Scotland’s universities ‘to fall down league tables’ unless criteria changed to include number of poor students

His intervention came after Scotland’s universities announced at the weekend they will introduce a two-tier entry system to make it easier for poor youngsters to win a place.

They will publish new minimum entry requirements for every course by 2019, while middle-class children will continue to be assessed against the existing, tougher thresholds.

Five Scottish universities featured in a list of the world’s top 200 institutions published in September, with Edinburgh in 27th place, Glasgow in 80th position and St Andrews falling 33 places to 143rd. Aberdeen was ranked 185 and Dundee 187.

Mr Scott said “the briefest of glances” at a university website or prospectus reveals the importance of league table rankings, which are used as a “measure of prestige” and focus heavily on research.

He said those universities with other priorities, such as widening access, “will not be fairly measures in these circumstances”.

Highlighting the importance given to first-year entrants’ exam results, Mr Scott said: “If an institution introduces contextual admissions thus encouraging entry to those from disadvantaged backgrounds with lower attainment, this will have an adverse impact on their score.

“They are either penalised for undertaking a vital social mission or prioritise their position on a league table at the expense of access.” 

A Universities Scotland spokesman said: Access isn’t given the same prominence in league tables, as it is by institutions, but there is extensive data and reporting on access. Some league tables capture students’ average attainment on entry as part of their rankings. 

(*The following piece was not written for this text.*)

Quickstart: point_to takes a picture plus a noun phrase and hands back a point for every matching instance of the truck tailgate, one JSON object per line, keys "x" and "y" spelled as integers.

“This means that lower entry requirements, as announced this week with the aim of widening access, could adversely affect an institution’s ranking, but we are pushing ahead with minimum entry requirements anyway.”

An Edinburgh University spokesman said: “We are confident in the capability of our all our students and do not expect further progress on access to impact on our international ranking.”

Shirley-Anne Somerville, the SNP’s Higher Education Minister, said: “The narrow focus of league tables on academic and research excellence overlooks those institutions that are taking action on fair access and putting their social responsibilities first. 

“I would encourage universities to reflect on the commissioner’s report and I look forward to discussing the proposals in more detail with the sector over the coming months.”